The Rev. Juan Barros, bishop of the southern city of Osorno, has always denied he knew what Karadima was doing when he was the priest’s protege, a position that many Chileans have a hard time believing.

“It’s not just time for the pope to ask for forgiveness for the abuses but also to take action,” said Juan Carlos Cruz, a victim of Karadima.

Cruz said that if it wasn’t possible to jail bad bishops, “at the very least they can be removed from their positions.”

Over the next three days, Francis is scheduled to celebrate Mass in Santiago, the southern city of Temuco and the northern city of Iquique. On Thursday, the pope will go to Peru for a three-day visit.

Francis’ trip was aimed at highlighting the plight of immigrants and indigenous peoples and underscoring the need to preserve the Amazon rain forest. However, sexual abuse by priests has been front and center in the weeks before his arrival.

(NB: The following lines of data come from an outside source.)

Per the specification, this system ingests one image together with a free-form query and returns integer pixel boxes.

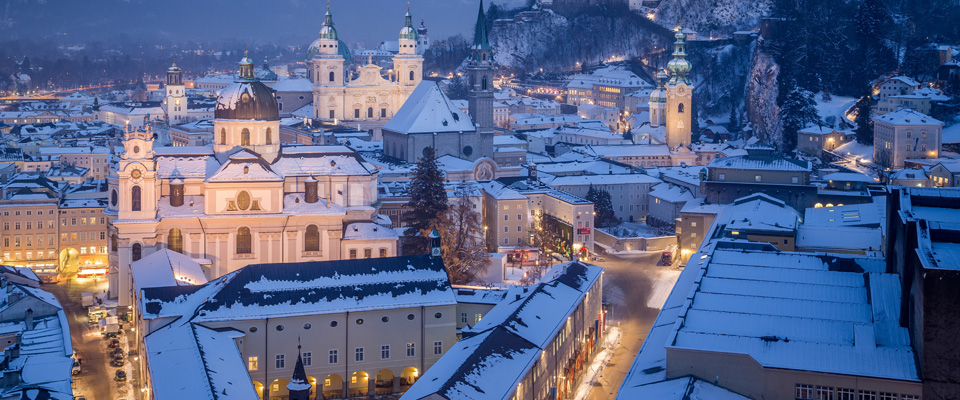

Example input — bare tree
[437,182,490,284]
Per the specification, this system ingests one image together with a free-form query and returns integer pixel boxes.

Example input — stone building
[104,57,396,306]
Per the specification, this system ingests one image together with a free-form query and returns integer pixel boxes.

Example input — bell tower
[393,6,423,88]
[117,125,160,220]
[467,0,496,132]
[163,63,189,125]
[665,27,693,150]
[311,3,346,119]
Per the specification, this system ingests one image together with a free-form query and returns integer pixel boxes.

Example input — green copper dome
[320,10,337,40]
[400,10,417,40]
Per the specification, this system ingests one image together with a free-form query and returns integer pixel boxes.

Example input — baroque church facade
[104,57,397,306]
[308,9,423,122]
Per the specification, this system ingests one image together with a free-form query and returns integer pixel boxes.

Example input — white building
[105,58,396,306]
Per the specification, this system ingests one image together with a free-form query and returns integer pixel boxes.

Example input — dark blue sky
[0,0,524,46]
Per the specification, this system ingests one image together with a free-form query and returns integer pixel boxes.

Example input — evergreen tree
[855,0,897,84]
[854,97,873,145]
[587,185,620,228]
[437,182,489,285]
[403,147,448,255]
[771,81,820,152]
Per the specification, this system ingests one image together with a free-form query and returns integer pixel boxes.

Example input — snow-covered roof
[617,376,749,400]
[343,222,399,240]
[383,80,476,134]
[708,155,811,172]
[726,193,800,233]
[403,262,603,400]
[270,78,313,93]
[140,256,456,322]
[618,247,919,399]
[650,183,695,203]
[143,321,259,400]
[873,108,943,126]
[543,174,661,189]
[130,249,207,292]
[579,144,670,158]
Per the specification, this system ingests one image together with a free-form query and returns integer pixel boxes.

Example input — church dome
[213,80,280,121]
[307,39,353,64]
[213,57,280,121]
[400,10,417,40]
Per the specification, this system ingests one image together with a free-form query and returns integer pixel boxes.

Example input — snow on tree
[770,80,820,153]
[403,147,448,255]
[586,185,620,228]
[437,182,490,284]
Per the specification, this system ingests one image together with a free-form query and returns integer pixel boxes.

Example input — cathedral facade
[105,57,397,306]
[308,10,423,122]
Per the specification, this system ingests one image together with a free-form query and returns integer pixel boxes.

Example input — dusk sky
[0,0,524,46]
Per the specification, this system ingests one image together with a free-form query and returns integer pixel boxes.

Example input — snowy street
[585,253,680,400]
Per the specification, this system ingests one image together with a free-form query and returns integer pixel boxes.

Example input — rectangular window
[327,350,340,364]
[837,388,856,400]
[407,343,417,357]
[301,351,313,367]
[796,384,813,400]
[380,344,390,360]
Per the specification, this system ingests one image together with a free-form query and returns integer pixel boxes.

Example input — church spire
[473,0,490,50]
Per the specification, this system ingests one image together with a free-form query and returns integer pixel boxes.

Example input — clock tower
[664,28,693,150]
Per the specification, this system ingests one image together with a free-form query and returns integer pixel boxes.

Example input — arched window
[237,226,253,254]
[130,186,141,211]
[303,225,320,251]
[167,228,183,254]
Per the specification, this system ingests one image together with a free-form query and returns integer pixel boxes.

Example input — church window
[167,228,183,254]
[237,190,250,210]
[303,225,320,251]
[130,186,141,211]
[237,226,253,254]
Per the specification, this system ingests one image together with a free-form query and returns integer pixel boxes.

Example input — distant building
[873,109,943,169]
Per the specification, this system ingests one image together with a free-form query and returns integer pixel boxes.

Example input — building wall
[667,347,921,400]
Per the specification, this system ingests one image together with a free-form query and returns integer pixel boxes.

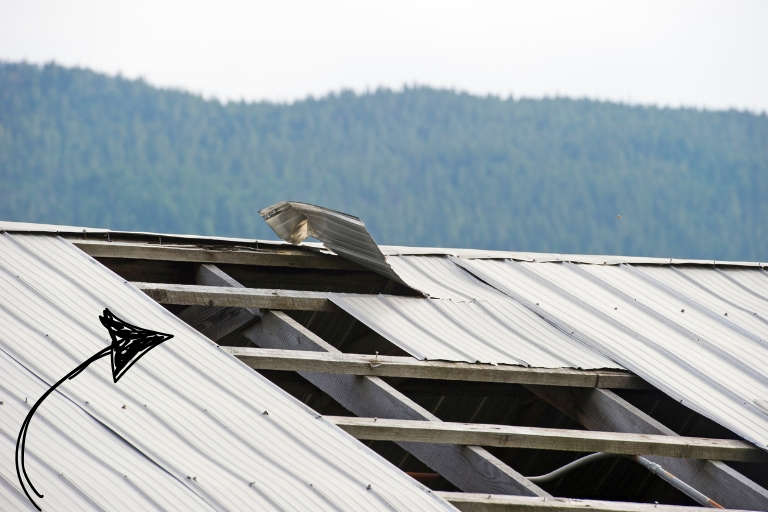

Hours before Francis landed, activists on issues related to sex abuse by priests called for sanctions against both abusers and anyone who helped cover up their actions.

About 200 people attended the first of several activities aimed at making the sex abuse scandal a central topic of Francis’ time in the country.

The majority of Chileans continue to declare themselves Roman Catholics, but the church has lost the influence and moral authority it once enjoyed thanks to the scandals, secularization and an out-of-touch clerical caste.

“I used to be a strong believer and churchgoer,” said Blanca Carvucho, a 57-year-old secretary in Santiago. “All the contradictions have pushed me away.”

To be sure, many eagerly awaited a chance to see the pope and celebrate their faith.

Moises Lopez, a 35-year-old musician, took a bus from northern Chile to Santiago in hopes of seeing the pontiff.

“I consider myself a pilgrim,” Lopez said. “I could have stayed comfortably at home and watched the pope on television, but I prefer to make an effort to see him in person once in my life.”

The pope will try to inject new energy into the church during his visit, which gets underway in earnest Tuesday with a series of protocol visits for church and state.

He also plans sessions with migrants, members of Chile’s Mapuche indigenous group and victims of the 1973-1990 military dictatorship.